I have played with this here as well and just haven't found the right combination. My colors were very dull, just didn't have the pop like on poly. May I ask your time/temp for pressing the transfer?


----------



## DyeRex06 (Dec 4, 2006)

Hi Ron,

Yes, I used 405º F, 12-16 seconds on the initial pressing of DuraCotton 98, and 45 seconds on the second pressing of the sublimation transfer, both with medium to heavy pressure.

I agree with you, that the color using AccuPlot was far inferior to the high release paper that I initially tested. I only wanted to confirm that it does transfer correctly. A previous generation of the DuraCotton 98 would only work with high release, and Accuplot was an absolute failure with it. But it does work with DuraCotton 98, (dull color aside).

If you need high release paper, I know where you can get it, and for under $.20 per letter size. Letter and legal size available, 11x17 not available. With a high release paper you may be able to use less ink, and still get "poly" quality color. I sure did with my testing and am very impressed.

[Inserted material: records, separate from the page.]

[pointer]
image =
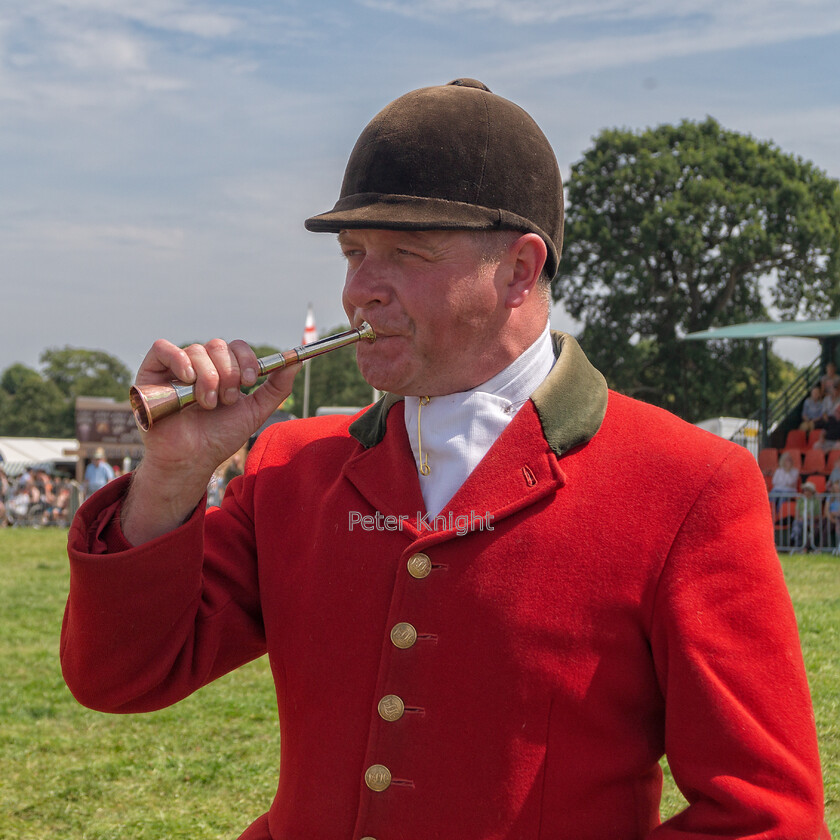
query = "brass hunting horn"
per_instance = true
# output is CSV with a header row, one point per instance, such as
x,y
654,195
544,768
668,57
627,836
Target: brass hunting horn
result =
x,y
151,403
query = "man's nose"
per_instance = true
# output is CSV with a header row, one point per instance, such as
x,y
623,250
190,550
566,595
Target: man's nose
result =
x,y
367,284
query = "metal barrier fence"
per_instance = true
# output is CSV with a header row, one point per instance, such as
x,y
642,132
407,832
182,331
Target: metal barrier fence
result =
x,y
806,521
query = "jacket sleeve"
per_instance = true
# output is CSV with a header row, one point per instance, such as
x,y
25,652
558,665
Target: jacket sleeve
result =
x,y
146,626
739,730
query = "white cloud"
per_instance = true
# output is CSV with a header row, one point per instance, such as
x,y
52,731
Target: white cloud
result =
x,y
79,236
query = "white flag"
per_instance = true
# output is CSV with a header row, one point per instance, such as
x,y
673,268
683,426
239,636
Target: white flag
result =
x,y
309,334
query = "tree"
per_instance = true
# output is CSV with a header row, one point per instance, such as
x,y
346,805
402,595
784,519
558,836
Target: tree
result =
x,y
43,404
33,406
89,373
679,228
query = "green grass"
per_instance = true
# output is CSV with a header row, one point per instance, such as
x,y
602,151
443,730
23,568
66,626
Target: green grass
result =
x,y
205,768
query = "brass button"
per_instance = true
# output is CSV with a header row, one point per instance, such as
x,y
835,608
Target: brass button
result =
x,y
403,635
377,777
419,566
391,707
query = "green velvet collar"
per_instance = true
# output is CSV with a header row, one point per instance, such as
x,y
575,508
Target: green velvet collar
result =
x,y
570,403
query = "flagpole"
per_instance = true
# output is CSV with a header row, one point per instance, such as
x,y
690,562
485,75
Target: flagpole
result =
x,y
309,335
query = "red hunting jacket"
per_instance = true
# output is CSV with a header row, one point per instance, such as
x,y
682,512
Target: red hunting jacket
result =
x,y
603,589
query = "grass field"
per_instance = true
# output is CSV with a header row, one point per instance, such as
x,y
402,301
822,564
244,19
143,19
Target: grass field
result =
x,y
205,768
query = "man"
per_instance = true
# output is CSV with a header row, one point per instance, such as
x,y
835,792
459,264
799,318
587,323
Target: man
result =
x,y
97,473
484,617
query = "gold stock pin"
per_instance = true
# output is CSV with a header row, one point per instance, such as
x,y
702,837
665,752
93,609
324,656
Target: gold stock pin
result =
x,y
151,403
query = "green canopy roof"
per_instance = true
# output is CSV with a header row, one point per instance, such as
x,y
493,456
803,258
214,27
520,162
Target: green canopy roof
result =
x,y
770,329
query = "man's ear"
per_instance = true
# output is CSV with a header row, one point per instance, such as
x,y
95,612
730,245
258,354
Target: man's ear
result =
x,y
528,255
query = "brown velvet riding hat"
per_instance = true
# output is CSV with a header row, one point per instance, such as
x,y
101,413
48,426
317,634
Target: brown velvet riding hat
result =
x,y
453,157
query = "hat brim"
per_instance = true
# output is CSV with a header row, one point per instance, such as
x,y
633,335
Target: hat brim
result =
x,y
409,212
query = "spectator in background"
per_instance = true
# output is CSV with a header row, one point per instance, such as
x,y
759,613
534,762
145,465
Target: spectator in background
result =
x,y
808,515
813,409
831,424
832,513
830,379
97,473
4,492
786,477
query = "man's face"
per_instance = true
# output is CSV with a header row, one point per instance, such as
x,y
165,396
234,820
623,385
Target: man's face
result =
x,y
436,306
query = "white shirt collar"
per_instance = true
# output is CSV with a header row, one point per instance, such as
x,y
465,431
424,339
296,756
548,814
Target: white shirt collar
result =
x,y
455,431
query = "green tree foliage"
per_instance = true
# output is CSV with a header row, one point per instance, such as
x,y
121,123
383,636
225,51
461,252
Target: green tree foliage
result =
x,y
42,404
32,406
90,373
679,228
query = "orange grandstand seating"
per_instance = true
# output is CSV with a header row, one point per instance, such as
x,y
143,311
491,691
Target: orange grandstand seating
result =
x,y
815,436
814,461
818,480
768,460
796,439
796,454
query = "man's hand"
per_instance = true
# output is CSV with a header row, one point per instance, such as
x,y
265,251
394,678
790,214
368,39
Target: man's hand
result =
x,y
183,450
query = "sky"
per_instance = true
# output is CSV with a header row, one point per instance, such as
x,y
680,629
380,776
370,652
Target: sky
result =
x,y
158,157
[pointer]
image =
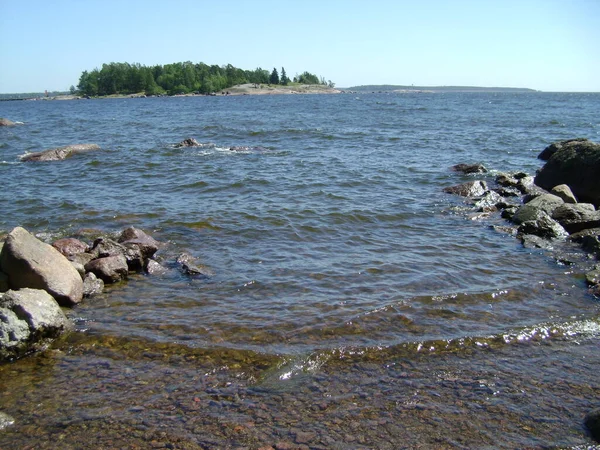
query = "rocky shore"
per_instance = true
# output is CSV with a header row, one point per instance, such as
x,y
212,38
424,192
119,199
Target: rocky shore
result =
x,y
557,205
37,279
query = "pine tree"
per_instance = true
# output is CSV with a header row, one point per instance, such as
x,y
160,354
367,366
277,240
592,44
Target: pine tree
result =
x,y
274,78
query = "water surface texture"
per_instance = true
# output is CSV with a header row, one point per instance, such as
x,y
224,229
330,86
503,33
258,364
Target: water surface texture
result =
x,y
352,303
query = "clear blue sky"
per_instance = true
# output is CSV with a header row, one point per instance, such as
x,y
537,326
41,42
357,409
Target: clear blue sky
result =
x,y
550,45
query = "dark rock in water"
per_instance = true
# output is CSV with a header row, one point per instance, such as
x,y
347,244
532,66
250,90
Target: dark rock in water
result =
x,y
6,123
29,318
591,244
190,142
147,245
70,246
469,168
469,189
563,191
577,164
109,269
556,146
530,211
191,267
592,422
576,217
543,226
31,263
92,285
60,153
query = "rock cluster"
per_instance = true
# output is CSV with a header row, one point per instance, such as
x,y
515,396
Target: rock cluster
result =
x,y
560,203
37,278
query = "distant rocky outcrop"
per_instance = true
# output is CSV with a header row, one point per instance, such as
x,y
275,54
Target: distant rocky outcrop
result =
x,y
575,163
60,153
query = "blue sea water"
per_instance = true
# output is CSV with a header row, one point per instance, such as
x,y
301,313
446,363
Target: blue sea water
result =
x,y
332,244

If you have more questions or need more help, call the number on your sample pack liturature and we can speak directly about it.

Thanks

Paul


----------



## binki (Jul 16, 2006)

Nice to know Paul. We have the Accuplot paper that we use for hard items but I didn't like it for fabrics. I used it with your DuraCotton98 as a pre-press on a 50/50 shirt for the Accuplot and the results were 1000% better.


----------



## periscope (Sep 14, 2006)

I use high release paper with Duracotton 98 and it does a great job. I have quite a bit in stock at .20 for letter, .30 for legal and .40 for 11" x 17". I use Accuplot for hard goods only.


----------